Él no podía luchar solo, pero nadie podía ayudarle. A través de los cristales de su ventana se veían coches con gente y camiones del carbón. José Antonio miraba todo y calculaba los ruidos y empezó a advertir que el mundo era grande, que había muchos hombres viviendo, moviéndose, día a día, como ellos, de manera distinta a ellos.
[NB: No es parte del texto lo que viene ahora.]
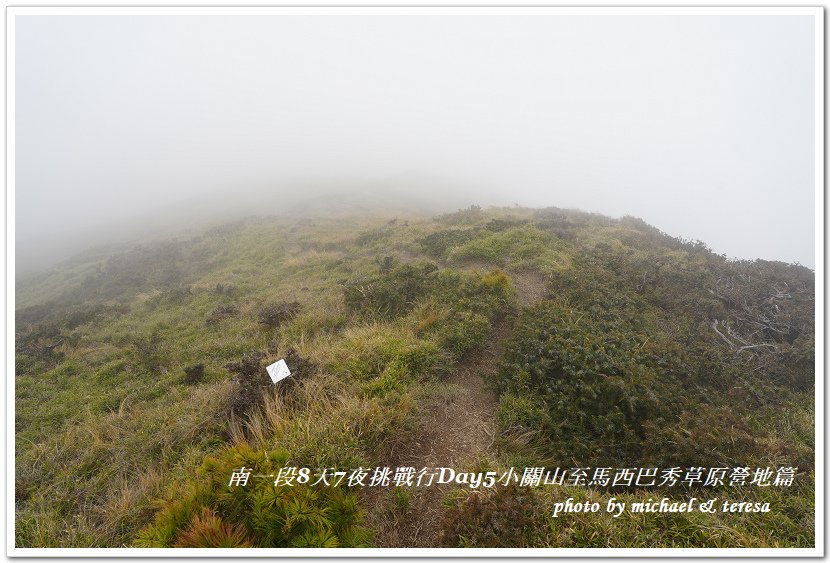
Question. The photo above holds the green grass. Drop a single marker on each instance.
(113, 448)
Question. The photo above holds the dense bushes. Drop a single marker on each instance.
(210, 513)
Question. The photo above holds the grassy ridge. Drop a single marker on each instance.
(645, 350)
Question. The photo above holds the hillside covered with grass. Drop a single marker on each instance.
(479, 340)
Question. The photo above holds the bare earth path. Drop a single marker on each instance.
(456, 429)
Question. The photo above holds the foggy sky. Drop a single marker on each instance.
(701, 125)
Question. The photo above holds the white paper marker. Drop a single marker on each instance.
(278, 371)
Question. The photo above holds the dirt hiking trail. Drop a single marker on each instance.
(455, 430)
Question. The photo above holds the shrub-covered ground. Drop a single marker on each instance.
(140, 382)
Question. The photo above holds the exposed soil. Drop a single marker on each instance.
(456, 429)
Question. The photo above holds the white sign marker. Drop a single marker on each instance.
(278, 371)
Al otro lado de la ventana había hombres que tal vez comprendieran la palabra amor, o que tal Vez buscaran realizarla, o la realizaran, o no se preocuparan en absoluto de ella… ¿Pero cómo era todo eso?, ¿qué había de cierto al otro lado, donde la carretera y el río y más allá de la cumbre de las montañas? ¿La palabra «amor»? ¿Una felicidad sin ir a misa? ¿Chicas con franjas de colores sobre las piernas y hombres que beben licores fuertes y pastores que tocan una flauta mientras las llamas de su hoguera tornan rojizos los muros de las cabañas? ¿Qué había, de cierto, al otro lado?
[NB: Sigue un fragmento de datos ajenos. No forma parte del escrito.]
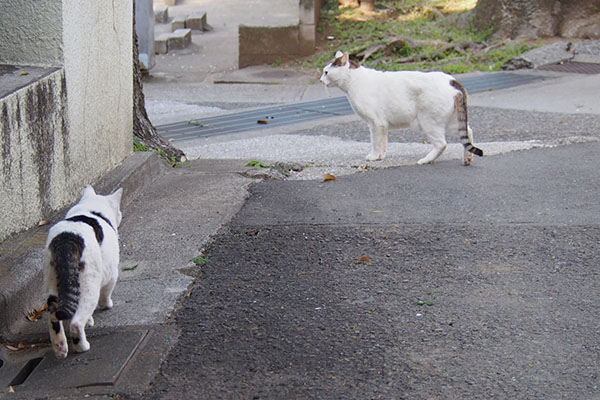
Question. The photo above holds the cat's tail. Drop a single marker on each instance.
(66, 249)
(460, 105)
Sólo Javier y algunos otros se atrevían a explicarle. Estaban seguros de que era inteligente y sabría comprender. Los temas puramente mundanos de que se trataba en las Academias o en las reuniones de la recreación sólo servían para acuciar en José Antonio esta falta de algo, este hueco inútil a sus uñas tendidas. Antes de Navidad logró saber cómo cada uno procuraba olvidar esta carencia, vencerla. Aprendió todas las aventuras de los estudiantes, sus ocupaciones íntimas. Se explicó por qué se reunían a merendar bajo una escalera o simulaban mil enfermedades para visitar al médico del pueblo vecino.
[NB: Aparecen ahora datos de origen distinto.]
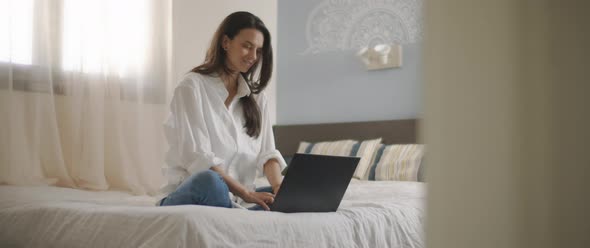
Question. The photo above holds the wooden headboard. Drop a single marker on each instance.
(287, 137)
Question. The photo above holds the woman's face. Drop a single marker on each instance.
(244, 50)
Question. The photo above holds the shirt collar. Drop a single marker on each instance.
(243, 88)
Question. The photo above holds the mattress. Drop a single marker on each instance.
(372, 214)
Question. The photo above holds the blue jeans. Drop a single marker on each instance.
(206, 188)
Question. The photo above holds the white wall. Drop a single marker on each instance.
(333, 85)
(195, 21)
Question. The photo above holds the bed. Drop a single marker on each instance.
(372, 213)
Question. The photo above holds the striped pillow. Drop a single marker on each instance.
(397, 162)
(364, 150)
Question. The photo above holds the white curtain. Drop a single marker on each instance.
(83, 92)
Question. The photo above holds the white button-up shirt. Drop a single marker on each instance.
(203, 132)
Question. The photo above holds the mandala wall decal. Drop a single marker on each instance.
(352, 24)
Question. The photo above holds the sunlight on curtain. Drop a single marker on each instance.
(103, 33)
(82, 95)
(16, 29)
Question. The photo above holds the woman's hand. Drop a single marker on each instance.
(275, 188)
(260, 198)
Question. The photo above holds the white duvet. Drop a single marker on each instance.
(372, 214)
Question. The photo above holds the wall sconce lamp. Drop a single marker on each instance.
(381, 56)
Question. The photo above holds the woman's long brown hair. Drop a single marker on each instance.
(215, 62)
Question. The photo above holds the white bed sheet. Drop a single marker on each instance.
(372, 214)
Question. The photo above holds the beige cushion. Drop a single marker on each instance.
(365, 150)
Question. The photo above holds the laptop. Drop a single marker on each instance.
(314, 183)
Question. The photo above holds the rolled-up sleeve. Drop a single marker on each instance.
(268, 150)
(187, 134)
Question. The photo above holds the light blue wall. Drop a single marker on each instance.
(335, 86)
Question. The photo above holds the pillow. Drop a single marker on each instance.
(397, 162)
(364, 150)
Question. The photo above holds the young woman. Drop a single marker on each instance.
(219, 130)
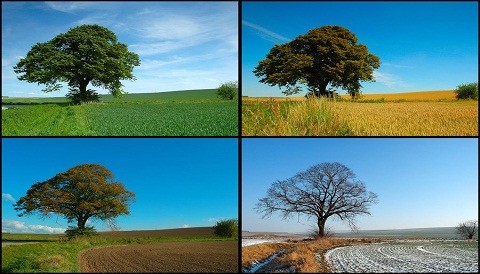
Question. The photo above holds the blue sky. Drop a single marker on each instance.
(420, 182)
(421, 45)
(182, 182)
(189, 45)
Entre el último domingo de Adviento y Navidad, José Antonio Fernández creyó salir de la noche del alma e iniciar la dulce ruta de la contemplación divina. Creyó que Dios se le había desvelado, al sentirle sensiblemente, que ya no le quedaba más que marchar por ese camino llano. Desde aquella cumbre veía las anchas extensiones del mundo. Dios estaba a su lado y sus dedos, después de la Comunión diaria, se cerraban sobre un Ser tangible, bueno, real. Sin pretenderlo, comprendió que no era preciso añadir nada a la palabra amor. Ella sola explicaba todo, todas las formas, los matices. Amor sólo existía uno, indivisible, puro. El mismo que Dios traía al mundo naciendo en una cuadra, el mismo, quizá, que Javier había sentido por una muchacha llamada Rosa. Era fácil entender todo lo demás, la aparente soledad, la aparente tristeza. Un corazón humano puede estar enfermo, como lo había estado el suyo. Pero Dios nunca abandona a los que ha elegido. Los momentos malos pasados habían servido para advertirle que existía un riesgo, que el mundo existía. Pero desde la cumbre de Dios le parecía ver un mundo soso, sin atractivo, un campo de trabajo, no un campo de vida.
Fueron cinco los días que fray José Antonio Fernández se mantuvo en esta cumbre de Dios, entre el cuarto domingo de Adviento y el veinticinco de diciembre. Luego, era Navidad.